On Tuesday, in response to a question from Democratic Sen. Cory Booker, of New Jersey, Jackson opened up more about juggling her career and motherhood.
She spoke about missing events in her daughters’ lives because of her job, and said that she “didn’t always get the balance right.”
“I would hope for them, seeing me — hopefully, you all will confirm me — seeing me move to the Supreme Court that they will know you don’t have to perfect in your career trajectory, that you can still end up doing what you want to do,” Jackson said. “You don’t have to be a perfect mom, but if you do your best and you love your children that things will turn out OK.”
Jackson’s honesty about the difficulties of work and parenthood drew replies on Twitter, with one mom writing about her remarks, “I feel this in my bones.”
“It does wonders to hear someone you admire and who is *obviously way successful* talk candidly about working mom life,” wrote another Twitter user.
The writer of the tweet linked to a 2017 speech Jackson gave at the University of Georgia specifically on being a mom and a judge.

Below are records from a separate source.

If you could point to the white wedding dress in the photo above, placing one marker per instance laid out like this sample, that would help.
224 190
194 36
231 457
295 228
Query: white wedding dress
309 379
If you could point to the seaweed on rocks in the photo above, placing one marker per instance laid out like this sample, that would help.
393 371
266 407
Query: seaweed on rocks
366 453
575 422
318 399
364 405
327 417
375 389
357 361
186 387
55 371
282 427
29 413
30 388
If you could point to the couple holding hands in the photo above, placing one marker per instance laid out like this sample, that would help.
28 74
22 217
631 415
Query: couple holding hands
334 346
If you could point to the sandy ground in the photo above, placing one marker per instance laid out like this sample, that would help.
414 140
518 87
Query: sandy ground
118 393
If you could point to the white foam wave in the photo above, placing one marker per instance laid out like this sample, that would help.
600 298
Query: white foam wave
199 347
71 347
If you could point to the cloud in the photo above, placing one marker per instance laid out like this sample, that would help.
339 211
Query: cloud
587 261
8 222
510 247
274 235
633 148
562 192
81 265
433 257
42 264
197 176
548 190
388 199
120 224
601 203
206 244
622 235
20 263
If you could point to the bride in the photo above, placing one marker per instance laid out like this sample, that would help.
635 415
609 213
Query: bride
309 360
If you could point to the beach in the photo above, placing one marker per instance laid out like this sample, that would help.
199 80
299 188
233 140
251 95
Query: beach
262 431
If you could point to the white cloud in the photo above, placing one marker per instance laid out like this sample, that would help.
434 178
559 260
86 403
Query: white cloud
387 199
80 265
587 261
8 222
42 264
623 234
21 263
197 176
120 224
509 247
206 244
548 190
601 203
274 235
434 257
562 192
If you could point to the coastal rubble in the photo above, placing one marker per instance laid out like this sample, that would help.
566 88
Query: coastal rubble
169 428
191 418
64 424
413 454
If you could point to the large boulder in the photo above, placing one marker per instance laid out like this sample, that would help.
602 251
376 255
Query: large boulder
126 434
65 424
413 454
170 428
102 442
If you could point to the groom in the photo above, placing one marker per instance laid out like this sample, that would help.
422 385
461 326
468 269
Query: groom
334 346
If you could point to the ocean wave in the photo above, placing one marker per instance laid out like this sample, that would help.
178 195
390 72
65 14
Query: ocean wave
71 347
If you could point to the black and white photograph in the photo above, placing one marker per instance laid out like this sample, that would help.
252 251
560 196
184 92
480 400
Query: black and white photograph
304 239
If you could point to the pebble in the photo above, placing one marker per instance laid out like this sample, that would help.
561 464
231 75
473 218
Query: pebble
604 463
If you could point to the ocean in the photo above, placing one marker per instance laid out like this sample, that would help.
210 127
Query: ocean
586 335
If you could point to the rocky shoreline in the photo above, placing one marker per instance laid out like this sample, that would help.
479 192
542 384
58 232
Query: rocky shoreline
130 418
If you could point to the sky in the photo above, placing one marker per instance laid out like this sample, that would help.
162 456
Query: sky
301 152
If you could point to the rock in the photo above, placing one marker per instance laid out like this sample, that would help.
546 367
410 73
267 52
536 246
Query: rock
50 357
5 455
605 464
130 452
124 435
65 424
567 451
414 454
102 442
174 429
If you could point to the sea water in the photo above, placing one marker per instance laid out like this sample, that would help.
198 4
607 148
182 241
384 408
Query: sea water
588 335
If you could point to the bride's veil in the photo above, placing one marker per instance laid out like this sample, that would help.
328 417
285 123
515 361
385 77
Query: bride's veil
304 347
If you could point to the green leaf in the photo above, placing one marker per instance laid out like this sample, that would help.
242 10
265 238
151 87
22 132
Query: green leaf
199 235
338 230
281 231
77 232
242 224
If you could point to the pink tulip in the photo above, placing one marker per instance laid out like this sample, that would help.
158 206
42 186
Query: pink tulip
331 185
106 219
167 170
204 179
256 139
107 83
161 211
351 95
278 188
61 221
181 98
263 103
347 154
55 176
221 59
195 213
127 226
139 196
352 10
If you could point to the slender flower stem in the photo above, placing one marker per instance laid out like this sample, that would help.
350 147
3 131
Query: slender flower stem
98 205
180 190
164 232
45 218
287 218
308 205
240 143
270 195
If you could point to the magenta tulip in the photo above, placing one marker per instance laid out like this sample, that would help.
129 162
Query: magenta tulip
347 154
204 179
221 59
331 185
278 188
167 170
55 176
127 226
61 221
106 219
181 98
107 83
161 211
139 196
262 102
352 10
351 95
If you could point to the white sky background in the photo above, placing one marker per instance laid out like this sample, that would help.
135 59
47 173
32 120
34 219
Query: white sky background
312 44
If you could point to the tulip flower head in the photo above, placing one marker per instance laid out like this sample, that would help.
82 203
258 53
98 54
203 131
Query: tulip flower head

“The hours are long. The workflow is unpredictable,” she said in the speech. “You have little control over your time and your schedule, and you start to feel as though the demands of the billable hour are constantly in conflict with the needs of your children and your family responsibilities.”
Jackson’s comments on being a working mom come at a time when moms in the workplace are facing extreme strain due to the ongoing coronavirus pandemic.
In the first months of the pandemic, in 2020, around 3.5 million mothers with school-age children left active work. In the past, working mothers have made up nearly one-third, or 32%, of all employed women, according to the Census Bureau.
In total, women have lost over 1.8 million jobs since the start of the pandemic, according to the National Women’s Law Center, which compiled its analysis using monthly jobs data.